In Austin, Texas, two young parents smoked pot, so the state took their two-year-old daughter away from them and placed her in foster care.
The father noticed that his daughter Alexandria had many bruises on her arms and legs during the first foster placement, so the agency, Texas Mentor, moved Alexandria to another foster home.
Where she died, allegedly murdered.
More, below.
Here's the Daily Mail lede:
A foster mother in Austin, Texas has been charged with beating a toddler to death after she was placed in her care because social services found her biological parents smoking pot.
There are heartbreaking photos of this beautiful blonde girl at the Daily mail site, and lots of detail.
The father's take:
She was placed into foster care for neglectful supervision because her mother and I smoked pot at the time.
That's a crime, more so in Texas than in more enlightened states, but there was no evidence that this child was actually neglected by her parents, other than this odd bit from the court records:
Alexandria's mother has a medical condition that does not allow her to be left alone with her own child and Hill's marijuana use had become so bad he almost dropped his daughter down the stairs.
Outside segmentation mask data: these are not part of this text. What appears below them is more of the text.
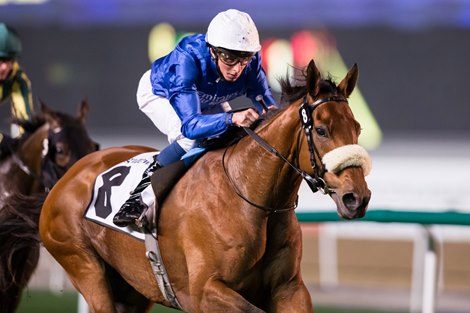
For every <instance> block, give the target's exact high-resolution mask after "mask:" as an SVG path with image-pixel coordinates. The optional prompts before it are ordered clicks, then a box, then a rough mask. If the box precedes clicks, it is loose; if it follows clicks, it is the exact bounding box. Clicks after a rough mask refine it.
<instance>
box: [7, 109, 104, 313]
mask: <svg viewBox="0 0 470 313" xmlns="http://www.w3.org/2000/svg"><path fill="white" fill-rule="evenodd" d="M40 106H41V113H42V114H41V115H36V116H34V117H33V118H32V119H31V120H14V121H13V122H14V123H16V124H18V125H20V126H21V127H22V128H23V129H24V130H25V132H24V134H23V135H22V136H21V137H19V138H17V139H14V141H13V142H12V145H11V147H9V152H10V153H9V154H8V153H7V154H5V155H2V159H1V160H0V175H1V176H0V177H1V179H0V296H1V297H0V307H1V308H2V309H1V311H2V312H5V313H9V312H14V311H15V310H16V307H17V306H18V304H19V300H20V299H21V293H22V290H23V288H24V287H25V286H26V285H27V283H28V281H29V279H30V277H31V275H32V274H33V272H34V270H35V268H36V266H37V263H38V259H39V245H40V241H39V236H38V230H37V224H38V221H39V213H40V210H39V209H40V208H41V206H42V203H43V201H44V199H45V195H46V193H47V191H48V190H49V189H50V188H52V186H53V185H54V184H55V183H56V182H57V180H58V179H59V178H60V177H61V176H62V175H63V174H64V173H65V171H66V170H67V169H68V168H70V166H71V165H72V164H73V163H75V162H76V161H77V160H78V159H80V158H81V157H83V156H84V155H86V154H88V153H90V152H92V151H96V150H97V149H98V145H97V143H96V142H94V141H93V140H91V139H90V137H89V135H88V133H87V131H86V128H85V120H86V115H87V113H88V110H89V107H88V103H87V102H86V101H82V102H81V103H80V106H79V110H78V113H77V115H76V116H71V115H68V114H65V113H62V112H58V111H54V110H52V109H50V108H49V107H48V106H47V105H46V104H45V103H44V102H42V101H41V102H40ZM25 202H26V204H25ZM29 206H32V207H35V208H39V209H36V210H27V209H26V208H28V207H29ZM30 228H33V229H36V233H34V231H33V232H31V230H30Z"/></svg>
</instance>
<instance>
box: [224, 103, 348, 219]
mask: <svg viewBox="0 0 470 313" xmlns="http://www.w3.org/2000/svg"><path fill="white" fill-rule="evenodd" d="M331 101H335V102H346V103H347V102H348V101H347V99H346V98H345V97H343V96H338V95H334V96H331V97H326V98H320V99H318V100H316V101H314V102H313V103H311V104H309V103H308V102H307V96H305V97H304V100H303V102H302V104H301V106H300V109H299V114H300V121H301V128H300V131H299V140H298V142H300V133H301V131H302V129H303V130H304V133H305V136H306V137H307V144H308V150H309V152H310V164H311V166H312V169H313V170H314V177H312V176H310V175H309V174H308V173H307V172H305V171H304V170H302V169H301V168H300V167H299V166H296V165H295V164H293V163H292V162H290V161H289V160H288V159H287V158H286V157H285V156H283V155H282V154H281V153H280V152H279V151H277V150H276V148H274V147H273V146H271V145H270V144H269V143H267V142H266V141H265V140H264V139H263V138H261V137H260V136H259V135H258V134H257V133H255V132H254V131H253V130H251V129H250V128H248V127H243V129H244V131H245V132H246V133H247V134H248V135H249V136H250V137H251V138H252V139H253V140H254V141H255V142H256V143H258V144H259V145H260V146H261V147H262V148H263V149H265V150H266V151H268V152H269V153H271V154H273V155H275V156H276V157H278V158H280V159H281V160H282V161H284V162H285V163H286V164H287V165H289V166H290V167H291V168H292V169H294V170H295V171H296V172H297V173H298V174H299V175H300V176H301V177H302V179H303V180H304V181H305V182H306V183H307V185H308V186H309V187H310V189H311V190H312V192H314V193H315V192H317V191H321V192H322V193H323V194H331V193H332V192H333V190H331V189H330V188H329V187H328V185H327V184H326V182H325V180H324V179H323V176H324V174H325V172H326V170H325V165H324V164H323V163H322V162H321V157H320V154H319V152H318V149H317V148H316V146H315V142H314V140H313V134H312V129H313V119H312V114H313V111H314V110H315V109H316V108H317V107H318V106H319V105H320V104H322V103H325V102H331ZM299 147H300V144H298V146H297V149H299ZM227 150H228V147H227V149H225V151H224V154H223V155H222V168H223V169H224V172H225V175H226V176H227V178H228V180H229V182H230V184H231V185H232V187H233V189H234V190H235V192H236V194H237V195H238V196H239V197H240V198H242V199H243V200H245V201H246V202H247V203H249V204H251V205H252V206H254V207H255V208H258V209H261V210H263V211H265V212H267V213H268V214H270V213H282V212H287V211H292V210H295V209H296V208H297V203H298V196H297V199H296V201H295V203H294V204H293V205H291V206H289V207H287V208H283V209H272V208H268V207H264V206H262V205H259V204H256V203H254V202H252V201H250V200H249V199H248V198H246V197H245V196H243V195H242V193H241V192H240V190H239V189H238V188H237V186H236V185H235V183H234V181H233V180H232V178H231V177H230V175H229V173H228V171H227V168H226V166H225V155H226V153H227ZM296 154H297V153H296ZM315 156H317V157H318V159H319V160H320V164H321V167H319V166H317V162H316V157H315Z"/></svg>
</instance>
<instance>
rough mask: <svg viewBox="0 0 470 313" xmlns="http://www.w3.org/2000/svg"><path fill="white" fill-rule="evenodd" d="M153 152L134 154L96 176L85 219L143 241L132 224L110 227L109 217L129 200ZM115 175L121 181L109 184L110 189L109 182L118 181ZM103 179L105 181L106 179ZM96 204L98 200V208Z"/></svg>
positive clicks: (154, 153)
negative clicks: (111, 173) (92, 190)
mask: <svg viewBox="0 0 470 313" xmlns="http://www.w3.org/2000/svg"><path fill="white" fill-rule="evenodd" d="M157 153H158V152H147V153H143V154H140V155H136V156H134V157H132V158H130V159H129V160H127V161H124V162H121V163H119V164H117V165H115V166H113V167H111V168H110V169H108V170H106V171H104V172H103V173H101V174H100V175H98V176H97V177H96V180H95V184H94V187H93V197H92V199H91V201H90V204H89V206H88V208H87V209H86V211H85V218H87V219H89V220H91V221H94V222H96V223H98V224H101V225H103V226H106V227H109V228H112V229H115V230H118V231H121V232H125V233H127V234H129V235H131V236H133V237H135V238H138V239H141V240H145V234H144V233H142V232H141V231H140V229H139V228H138V227H137V226H136V225H129V226H127V227H118V226H116V225H114V223H113V217H114V215H115V214H116V213H117V212H118V211H119V209H120V207H121V206H122V205H123V204H124V202H125V201H126V200H127V199H128V198H129V195H130V193H131V191H133V190H134V189H135V187H136V186H137V185H138V184H139V182H140V180H141V179H142V174H143V173H144V171H145V170H146V169H147V168H148V166H149V165H150V163H151V162H153V159H154V156H155V155H156V154H157ZM113 171H114V172H115V174H113V175H112V176H111V177H110V176H109V174H108V173H113ZM106 174H108V175H106ZM103 175H104V177H103ZM119 176H122V178H123V180H122V183H120V184H112V186H111V185H110V184H109V181H110V180H112V179H116V178H119ZM105 177H108V178H107V179H106V178H105ZM105 180H107V181H108V184H107V186H108V187H106V186H105ZM97 201H99V203H98V206H97ZM97 210H98V211H97Z"/></svg>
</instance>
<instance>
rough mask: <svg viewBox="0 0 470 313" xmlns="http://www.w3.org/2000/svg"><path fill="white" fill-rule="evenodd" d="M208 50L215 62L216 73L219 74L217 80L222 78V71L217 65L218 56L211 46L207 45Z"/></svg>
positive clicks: (217, 64)
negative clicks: (207, 47) (220, 70)
mask: <svg viewBox="0 0 470 313" xmlns="http://www.w3.org/2000/svg"><path fill="white" fill-rule="evenodd" d="M209 50H210V54H211V58H212V60H214V62H215V68H216V69H217V74H219V79H218V80H217V81H219V80H224V75H222V72H221V71H220V67H219V57H218V56H217V53H215V52H214V50H213V49H212V47H211V46H209Z"/></svg>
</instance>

Pot-smoking dad allegedly almost, but not quite, once dropped his daughter down the stairs.
The foster person employed by a contractor to the state of Texas allegedly admitted throwing Alexandria to the ground, causing head injuries that killed her.
This is apparently a bigger story for a British tabloid than for the Austin newspaper, which covered this tragedy as a police blotter brief.
It should be a much bigger story here, not the part about the tabloid murder, but the part about how the War on Drugs obviously helped kill this little girl.
Her parents were young, evidently poor, unmarried, and probably not perfect child-rearers.
But that was not enough for the state of Texas to take their daughter away.
Smoking pot was the clincher, even though abuse of marijuana is infinitesimally less likely to cause parents to injure their children than abuse of alcohol.
The War on Drugs, which is, in most instances like this, a War on Marijuana, has become a kind of racket, with police agencies, testing companies, the prison-industrial complex, foster care agencies, court-connected rehab outfits, etc., scamming billions -- mostly from taxpayers.
In an almost century-long losing conflict with the many millions of Americans who like to smoke pot.